[NewCandle] FYI

[Jones Beene]

Preliminary info from Mark Snoswell on Stiffler attempt:

Results with ferrite antenna transformer, 2 IN4148 diodes and LED. All 
tests done with "open air" circuit (no breadboard -- no capacitive metal 
anywhere close, no earth connections).

No problems getting LED to light.

Coupling from signal generator::
Presence (or absence) of series capacitor (470pf) or inductor 2,2uH in 
signal generator supply line make no difference to operation.

Diode type used for Avramenko Rectifier (AR)::
Testing several types of diodes suggests that diode capacitance needs to 
be low. Circuit worked poorly with ultra high speed power diodes (medium 
junction capacitance) and did not work with 200V schottkey (highest 
junction capacitance). These results suggest that low serial capacitance 
is required in the load for optimal output.

Capacitive load tests::
Placing series capacitance in the load dramatically reduces the output 
while placing parallel capacitance enhances the output. Parallel 
capacitance on the load does not effect the resonance frequency. 
Capacitance to ground on the load side enhances the output although the 
resonance is shifted to a lower frequency - as you would expect.

Load diode orientation::
Same operation with load LED in either orientation. Similar output power 
with two LED’s in parallel. No output with two LEDs parallel in opposing 
orientation. It appears that a polarized capacitive load is required for 
operation.

Preliminary finding on capacitive load::
Parallel capacitance is required on the load for function. This can be 
provided by capacitive coupling to ground or across the AV plug directly 
or via the junction capacitance of a load diode.

Square vs sine wave drive::
Both sine and square waves work just as well at the fundamental 
resonance. Square wave works better at sub-harmonic frequencies.

Principal resonances with no load to ground::
The fundamental resonance with no capacitive loading to ground (15ph 
scope probes) on the load was 12Mhz. Sub harmonics that give significant 
output are the 1/3 and 1/4. The principal frequency of 12Mhz gives the 
greatest output.

Principal resonances with load to ground::
With symmetrical 15pf load to ground on the output the principal 
resonance was reduced to 9.4 Mhz. Both 1/3 and 1/4 sub harmonics were 
present. The 1/4 frequency (2.34Mhz) now give the highest output. The 
waveform of the 2.34Mhz resonance is a rounded triangle wave indicating 
3rd harmonic (almost a text book example of triangle wave synthesis with 
first and third harmonic components). The principal resonance was 
observed directly and in ringing on square wave drive at lower 
frequencies. Measurements of the frequency on the ringing confirmed the 
presence of a single principal resonant mode.

Load waveforms::
At all times the signals on the load were in phase but had a DC offset.

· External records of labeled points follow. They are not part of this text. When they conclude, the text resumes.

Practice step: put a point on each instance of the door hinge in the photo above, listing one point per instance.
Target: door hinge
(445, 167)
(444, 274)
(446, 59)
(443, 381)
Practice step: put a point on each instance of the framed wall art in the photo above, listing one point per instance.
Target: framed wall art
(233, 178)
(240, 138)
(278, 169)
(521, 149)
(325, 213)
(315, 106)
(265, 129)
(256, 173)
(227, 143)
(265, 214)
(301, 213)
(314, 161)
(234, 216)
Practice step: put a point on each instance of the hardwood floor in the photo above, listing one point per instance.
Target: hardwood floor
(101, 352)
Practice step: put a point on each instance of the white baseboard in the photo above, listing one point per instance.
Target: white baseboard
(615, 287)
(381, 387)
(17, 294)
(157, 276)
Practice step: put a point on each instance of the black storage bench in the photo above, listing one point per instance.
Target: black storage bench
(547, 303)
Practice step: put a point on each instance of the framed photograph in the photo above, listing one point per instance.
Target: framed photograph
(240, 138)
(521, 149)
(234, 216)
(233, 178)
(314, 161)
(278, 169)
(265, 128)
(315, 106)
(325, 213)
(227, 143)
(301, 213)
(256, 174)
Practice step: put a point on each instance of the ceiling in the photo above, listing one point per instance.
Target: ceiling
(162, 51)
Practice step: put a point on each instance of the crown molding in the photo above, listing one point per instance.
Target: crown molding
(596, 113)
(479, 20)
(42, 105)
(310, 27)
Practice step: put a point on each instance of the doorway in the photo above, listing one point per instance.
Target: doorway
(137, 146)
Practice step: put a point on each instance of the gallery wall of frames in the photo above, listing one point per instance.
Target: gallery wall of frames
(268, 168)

Single and double ended drive::
The circuit works similarly with single or double ended drive to the 
primary.

All tests were done with a HP33120A signal generator (10 Vp-p output). 
Measurements were made with Tektronix TAS 475 scope (100MHz 4 trace). 
Unless indicated otherwise all scope measurements were done with 10X 
scope probes with tips held close to leads to eliminate load effects on 
the measured circuit.

The next tests will look at antenna transformer – number and direction 
of turns in the primary and secondary and alternate cores. I will also 
measure the Q of the principal resonance. Load tests will look at 
inductive influences.